Computer Weekly called for more openness from government over expensive and risky IT projects, at a House of Lords...
Communications Committee investigating government spin on Wednesday.
Executive editor Tony Collins gave evidence and told the committee that press officers are increasingly "aggressive and unhelpful", because of a culture within departments resulting from the views of senior civil servants on transparency and the media.
He said, "It's the culture of the organisation that's really reflected in the way the press office behaves. For example, we have a good relationship with the passport office because the top man there wants open communication."
The Department of Health, which runs the NHS National Programme for IT, came in for criticism from other journalists. Nigel Hawkes, health editor at The Times, said, "Relations with the press office are not particularly good. I would not ring them to find out what is going on."
The control of information by government departments is now greater than ever before, Collins said. He added that he had often been surprised at the influence press officers can hold over senior departmental officials.

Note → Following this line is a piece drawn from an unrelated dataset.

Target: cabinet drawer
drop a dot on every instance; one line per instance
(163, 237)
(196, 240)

He said departments need to be able to accept when IT projects go wrong, instead of insisting there is steady progress right up until the moment they are forced to abandon a project. This is evident even in the minutes of board level meetings.
He said, "Until you have change in the culture from the top I don't think we will see any improvement."
The committee is investigating whether the government's reputation for secrecy and partial disclosure has improved since the Phillis Report, which made several recommendations. Several journalists gave evidence, including BBC political editor Nick Robinson and Adam Boulton, political editor at Sky News.